SupChain-Bench: Benchmarking Large Language Models for Real-World Supply Chain Management
Shengyue Guan, Yihao Liu, Lang Cao
TL;DR
SupChain-Bench tackles the challenge of evaluating LLMs in real-world supply chain management by jointly assessing domain knowledge and long-horizon tool-based orchestration. It introduces a dual benchmark with a Knowledge QA component and a Function-Calling component in a simulated SOP-governed environment, plus an SOP-free SupChain-ReAct approach that derives procedural guidance from reasoning. The results reveal substantial gaps in execution reliability across models and show that incorporating domain context or autonomous procedural synthesis can markedly boost tool-use performance. Overall, the work provides a principled, domain-specific benchmark for studying reliable long-horizon orchestration in operational settings and highlights substantial room for improvement in LLM-based supply chain agents.
Abstract
Large language models (LLMs) have shown promise in complex reasoning and tool-based decision making, motivating their application to real-world supply chain management.
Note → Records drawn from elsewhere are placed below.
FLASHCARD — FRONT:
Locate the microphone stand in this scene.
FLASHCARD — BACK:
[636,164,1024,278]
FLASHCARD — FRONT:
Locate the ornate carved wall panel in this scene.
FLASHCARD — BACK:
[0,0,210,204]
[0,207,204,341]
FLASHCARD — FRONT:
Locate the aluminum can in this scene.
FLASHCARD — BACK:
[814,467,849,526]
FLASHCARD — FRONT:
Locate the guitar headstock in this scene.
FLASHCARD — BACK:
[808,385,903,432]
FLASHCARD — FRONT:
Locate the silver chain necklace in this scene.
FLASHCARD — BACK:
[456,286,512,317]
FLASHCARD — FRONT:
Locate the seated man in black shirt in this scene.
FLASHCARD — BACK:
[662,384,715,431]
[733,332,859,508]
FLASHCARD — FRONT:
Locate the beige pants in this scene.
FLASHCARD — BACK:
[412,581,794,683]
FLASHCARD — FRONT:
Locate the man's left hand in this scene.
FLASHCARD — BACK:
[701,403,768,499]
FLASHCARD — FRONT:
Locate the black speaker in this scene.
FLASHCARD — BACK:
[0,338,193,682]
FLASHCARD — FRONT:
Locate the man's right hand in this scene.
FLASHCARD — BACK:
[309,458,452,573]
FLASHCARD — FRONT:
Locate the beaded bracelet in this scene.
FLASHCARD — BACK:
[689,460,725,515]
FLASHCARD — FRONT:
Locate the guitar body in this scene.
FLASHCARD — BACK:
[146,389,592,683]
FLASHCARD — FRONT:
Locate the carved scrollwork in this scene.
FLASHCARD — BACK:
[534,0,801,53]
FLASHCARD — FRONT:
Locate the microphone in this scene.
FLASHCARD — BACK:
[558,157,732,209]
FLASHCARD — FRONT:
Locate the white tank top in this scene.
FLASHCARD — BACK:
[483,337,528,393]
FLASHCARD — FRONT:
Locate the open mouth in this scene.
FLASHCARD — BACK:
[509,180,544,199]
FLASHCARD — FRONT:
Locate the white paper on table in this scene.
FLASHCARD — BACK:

However, supply chain workflows require reliable long-horizon, multi-step orchestration grounded in domain-specific procedures, which remains challenging for current models. To systematically evaluate LLM performance in this setting, we introduce SupChain-Bench, a unified real-world benchmark that assesses both supply chain domain knowledge and long-horizon tool-based orchestration grounded in standard operating procedures (SOPs). Our experiments reveal substantial gaps in execution reliability across models. We further propose SupChain-ReAct, an SOP-free framework that autonomously synthesizes executable procedures for tool use, achieving the strongest and most consistent tool-calling performance. Our work establishes a principled benchmark for studying reliable long-horizon orchestration in real-world operational settings and highlights significant room for improvement in LLM-based supply chain agents.